Amtrak used federal COVID-19 relief money to wipe out the millions of dollars Missouri owed for railway service.
Now, state lawmakers are grappling with the level of need for Amtrak's Missouri River Runner service.
Amtrak operates the River Runner passenger train, which links St. Louis and Kansas City, under a contract with the state. The service previously had two trains running daily round trips but is back down to one daily round trip, as it began doing at the start of the COVID-19 pandemic.
One train leaves Kansas City in the morning and one leaves St. Louis in the afternoon. Both stop in Jefferson City and several other communities along the route between the state's largest cities.
Since 2010, the state has failed to fully fund its Amtrak service, leading to the River Runner passenger train operating on overdue debt.
MoDOT Director Patrick McKenna said operating costs for the passenger service were naturally increasing with the rise of labor and fuel costs, but state lawmakers didn't want to increase funding for Amtrak.
McKenna said the department would request the additional funding each session, but it wasn't appropriated.

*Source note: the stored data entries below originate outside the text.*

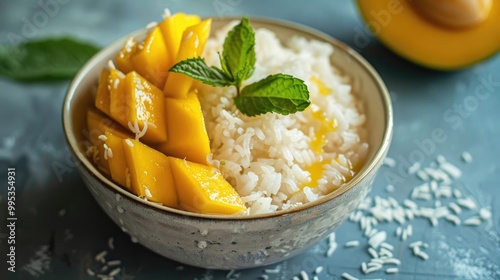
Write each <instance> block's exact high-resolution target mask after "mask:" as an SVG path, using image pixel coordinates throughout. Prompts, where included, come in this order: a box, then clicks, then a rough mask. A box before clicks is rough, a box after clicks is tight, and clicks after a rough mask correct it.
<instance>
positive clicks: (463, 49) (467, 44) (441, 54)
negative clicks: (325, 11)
mask: <svg viewBox="0 0 500 280" xmlns="http://www.w3.org/2000/svg"><path fill="white" fill-rule="evenodd" d="M413 2H416V1H413ZM433 2H441V1H433ZM443 2H444V1H443ZM357 3H358V7H359V10H360V11H361V15H362V16H363V18H364V21H365V22H366V26H365V30H366V32H369V29H370V30H372V31H373V33H374V35H375V36H377V37H378V38H379V39H380V41H382V42H383V43H384V44H385V45H386V46H387V47H388V48H390V49H392V50H393V51H394V52H395V53H397V54H399V55H400V56H402V57H404V58H406V59H408V60H410V61H413V62H415V63H417V64H420V65H423V66H426V67H429V68H433V69H440V70H454V69H460V68H464V67H467V66H470V65H472V64H474V63H476V62H479V61H481V60H484V59H486V58H488V57H490V56H493V55H494V54H495V53H498V51H500V36H499V35H498V34H499V26H500V1H492V6H491V10H490V12H489V14H488V18H486V19H485V20H484V21H483V22H481V23H479V24H477V25H475V26H471V27H467V28H453V27H449V26H445V25H443V24H439V23H436V22H435V21H433V20H430V19H429V18H428V17H426V16H425V15H422V13H421V12H419V11H418V10H417V9H416V8H415V7H414V6H413V5H412V1H392V0H357ZM439 4H441V3H439ZM441 16H442V15H441ZM362 36H365V35H364V34H356V38H355V43H356V44H358V43H359V44H358V45H359V46H358V47H364V46H366V44H367V42H368V40H369V38H368V37H367V36H365V39H363V40H360V39H362V38H361V37H362Z"/></svg>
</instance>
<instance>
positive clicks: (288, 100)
mask: <svg viewBox="0 0 500 280" xmlns="http://www.w3.org/2000/svg"><path fill="white" fill-rule="evenodd" d="M234 103H235V105H236V107H237V108H238V109H239V110H240V112H242V113H243V114H245V115H247V116H257V115H261V114H265V113H269V112H275V113H279V114H282V115H288V114H293V113H296V112H298V111H303V110H305V109H306V108H307V107H308V106H309V104H310V103H311V101H310V100H309V91H308V89H307V86H306V85H305V84H304V81H302V80H300V79H297V78H294V77H292V76H290V75H285V74H275V75H270V76H268V77H267V78H265V79H263V80H260V81H258V82H255V83H253V84H250V85H248V86H246V87H244V88H243V90H242V91H241V93H240V95H238V96H237V97H235V98H234Z"/></svg>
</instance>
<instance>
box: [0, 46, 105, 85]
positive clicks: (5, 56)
mask: <svg viewBox="0 0 500 280" xmlns="http://www.w3.org/2000/svg"><path fill="white" fill-rule="evenodd" d="M97 51H99V48H97V47H95V46H94V45H92V44H89V43H85V42H82V41H79V40H76V39H74V38H69V37H63V38H47V39H41V40H36V41H35V40H33V41H27V42H24V43H21V44H19V45H7V44H3V45H0V76H5V77H9V78H12V79H15V80H22V81H53V80H62V79H68V78H72V77H73V76H74V75H75V74H76V73H77V72H78V70H80V68H81V67H82V66H83V64H84V63H85V62H87V60H89V59H90V58H91V57H92V56H93V55H94V54H95V53H96V52H97Z"/></svg>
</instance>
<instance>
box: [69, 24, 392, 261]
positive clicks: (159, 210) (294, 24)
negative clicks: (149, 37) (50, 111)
mask: <svg viewBox="0 0 500 280" xmlns="http://www.w3.org/2000/svg"><path fill="white" fill-rule="evenodd" d="M238 19H239V18H238ZM231 20H235V18H214V20H213V24H212V30H217V29H219V28H221V27H222V26H223V25H225V24H227V23H228V22H230V21H231ZM250 22H251V24H252V25H253V27H254V28H259V27H265V28H268V29H270V30H273V31H274V32H276V34H278V36H279V37H280V38H281V39H286V38H288V37H290V36H291V35H300V36H304V37H306V38H309V39H316V40H320V41H324V42H328V43H330V44H332V45H333V46H334V48H335V51H334V53H333V55H332V57H331V60H332V63H333V64H334V65H335V66H336V67H337V68H338V69H340V70H341V71H342V72H343V73H344V74H346V75H349V76H350V77H352V78H353V79H354V84H355V92H356V94H357V96H358V97H359V98H360V99H361V100H362V101H363V102H364V104H365V107H366V115H367V120H368V123H367V125H368V127H369V139H368V143H369V145H370V151H369V154H368V157H367V160H366V162H365V164H364V166H363V167H362V168H361V170H360V172H359V173H358V174H357V175H356V176H354V178H352V180H351V181H350V182H348V183H347V184H345V185H343V186H342V187H340V188H339V189H337V190H335V191H334V192H332V193H331V194H329V195H327V196H326V197H323V198H321V199H319V200H317V201H315V202H313V203H308V204H305V205H303V206H300V207H297V208H294V209H291V210H286V211H280V212H275V213H271V214H263V215H255V216H245V217H229V216H215V215H203V214H196V213H189V212H186V211H182V210H177V209H172V208H168V207H163V206H159V205H157V204H154V203H150V202H147V201H144V200H142V199H140V198H138V197H137V196H135V195H134V194H131V193H129V192H127V191H126V190H124V189H123V188H121V187H120V186H118V185H117V184H115V183H114V182H112V181H111V180H109V179H108V178H106V177H105V176H104V175H103V174H101V173H100V172H99V171H98V170H97V168H96V167H95V166H94V165H92V163H91V161H89V159H88V158H86V157H85V153H84V147H85V143H86V141H87V140H86V138H85V136H84V134H85V133H84V132H85V110H86V108H88V106H91V104H92V101H91V97H92V91H93V90H95V86H96V84H97V80H98V76H99V74H100V72H101V69H102V68H103V67H106V65H107V61H108V60H109V59H113V58H114V57H115V55H116V54H117V52H118V51H119V50H120V48H121V47H122V46H123V44H124V42H125V40H126V38H128V37H129V36H133V37H135V38H136V39H138V40H142V39H144V38H145V35H146V34H147V30H146V29H143V30H139V31H136V32H134V33H132V34H130V35H128V36H126V37H124V38H122V39H120V40H118V41H116V42H114V43H113V44H111V45H109V46H108V47H106V48H104V49H103V50H101V51H100V52H99V53H98V54H96V55H95V56H94V57H93V58H92V59H90V61H88V62H87V64H85V66H84V67H83V68H82V69H81V70H80V72H79V73H78V74H77V75H76V77H75V78H74V80H73V81H72V83H71V85H70V86H69V89H68V92H67V95H66V98H65V100H64V108H63V124H64V132H65V136H66V139H67V142H68V145H69V148H70V150H71V152H72V153H73V154H74V157H75V159H76V161H77V162H78V163H79V164H78V169H79V171H80V173H81V176H82V178H83V180H84V182H85V185H86V186H87V187H88V189H89V190H90V193H91V194H92V195H93V196H94V198H95V200H96V201H97V203H98V204H99V205H100V207H101V208H102V209H103V210H104V212H105V213H106V214H107V215H108V216H109V217H110V218H111V219H112V220H113V221H114V222H115V223H116V224H117V225H118V226H119V227H121V228H122V229H123V231H124V232H126V233H127V234H129V235H130V236H131V237H132V240H136V241H137V242H139V243H140V244H142V245H144V246H145V247H147V248H149V249H151V250H152V251H154V252H156V253H158V254H160V255H162V256H165V257H167V258H169V259H172V260H175V261H178V262H180V263H184V264H188V265H193V266H198V267H204V268H210V269H241V268H251V267H256V266H263V265H267V264H271V263H276V262H280V261H283V260H284V259H287V258H290V257H292V256H295V255H297V254H299V253H301V252H303V251H304V250H306V249H307V248H309V247H310V246H312V245H314V244H315V243H317V242H318V241H320V240H322V239H324V238H325V237H326V236H327V235H328V234H330V233H331V232H332V231H333V230H334V229H335V228H337V227H338V226H339V225H340V224H341V223H342V222H343V221H344V220H345V219H346V217H347V216H348V215H349V214H350V213H351V212H352V211H353V210H354V209H355V208H356V206H357V205H358V204H359V202H360V201H361V200H362V199H363V198H364V197H365V196H366V194H367V193H368V191H369V190H370V186H371V184H372V182H373V179H374V178H375V175H376V174H377V171H378V169H379V167H380V166H381V164H382V160H383V158H384V157H385V155H386V153H387V150H388V149H389V145H390V142H391V137H392V108H391V103H390V98H389V94H388V92H387V89H386V87H385V85H384V83H383V82H382V80H381V78H380V77H379V75H378V74H377V73H376V71H375V70H374V69H373V68H372V67H371V66H370V65H369V64H368V63H367V62H366V61H365V60H364V59H363V58H362V57H361V56H360V55H359V54H357V53H356V52H355V51H354V50H352V49H350V48H349V47H348V46H346V45H345V44H343V43H341V42H339V41H337V40H335V39H333V38H331V37H330V36H328V35H326V34H323V33H321V32H318V31H315V30H312V29H310V28H307V27H304V26H300V25H297V24H293V23H288V22H282V21H275V20H269V19H250ZM212 33H213V32H212Z"/></svg>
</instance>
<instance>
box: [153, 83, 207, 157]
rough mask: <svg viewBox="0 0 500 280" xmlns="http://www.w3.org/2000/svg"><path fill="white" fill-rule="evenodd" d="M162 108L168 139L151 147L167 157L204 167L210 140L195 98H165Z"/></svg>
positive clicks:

The service continued and the state built up debt.
"What would happen is on July first each year, we'd get the core appropriation (from the state Legislature) and that core appropriation started paying the overdue bill more than the advancement of the service for the following year," McKenna said. "And it got to the point where that grew almost as much as the cost of the service itself and that was, obviously, a problem."
In 2020, Missouri's debt for unpaid Amtrak service reached $6.5 million.
McKenna said the Legislature then put language in budget appropriations last year to stop MoDOT's practice of paying the debt with general revenue appropriations.
Around the same time, McKenna said Amtrak was using COVID-19 relief funds supplied by the federal government to forgive Missouri's debt.
"So we have actually come current on the billing," he said.
McKenna said the state also implemented a mechanism to compare the billed operating costs to ridership revenue and what the state appropriates out of general revenue to determine what service will look like for the year without taking on debt.
McKenna said MoDOT doesn't have any remaining unpaid service debt and he doesn't expect any to develop in fiscal year 2022 under the new plan.
Also because of the new plan, McKenna said MoDOT determined it couldn't afford to operate two daily River Runner trains as it had been since July.
McKenna said MoDOT supports running two trains per day and understands the positive economic impacts it would have, but it's requesting the same core Amtrak appropriation as fiscal year 2021, which is enough to operate a single train each day for the first six months.
"It's become clear since then that there is no more federal direct operating support from Amtrak on this, so we need to work with the Legislature, either through ARP fund allocations or direct general revenue infusion, to up our budget request by about $2.5 million in order to support two trains a day for the entire fiscal year of 2023."
MoDOT is asking the Legislature for $10.8 million in state funding for Amtrak, which would allow the department to run one train for the first half of the year and two trains for the second half of the year, McKenna said. To run two trains a day for the full year would cost an estimated $13.2 million, he said.
McKenna said passengers can expect one train to run daily until July and then two trains daily between July and December.
He said the plan for two trains is also subject to the ability of Amtrak.
"We run the risk of going to them and saying, 'Hey can you turn this back on?' And them saying, 'We don't have the labor to do it,'" McKenna said. "So that's one of the challenges the way we're structured and funded is creating."
McKenna said the department will be engaging in budget discussions with House committees during the next couple weeks, which will surely bring up the issue of funding for Amtrak service.
He said the issue seems to be a high priority for some lawmakers -- particularly those who see the benefits of the River Runner in their districts -- and nowhere on the radar of others.
"We should end up right where we need to be at the end of this state fiscal year," McKenna said.
The state is also working off a grant from the Federal Railroad Administration, and still has about $30.7 million left. The grant was used to make capital improvements to stations along the River Runner route.
Linda Wilson Horn, communication director for MoDOT, said the FRA's 2015 grant to the state for improving passenger rail service included a provision that requires MoDOT to pay back the amount over 20 years if rail service is discontinued.
MoDOT received $49.8 million from the grant, and the payback is reduced by $2.4 million each year. The last year with a potential payback is 2035, Horn said.
"So we're working our way through that," McKenna said. "And the terms of the grant requires us to retain the passenger service on the River Runner route."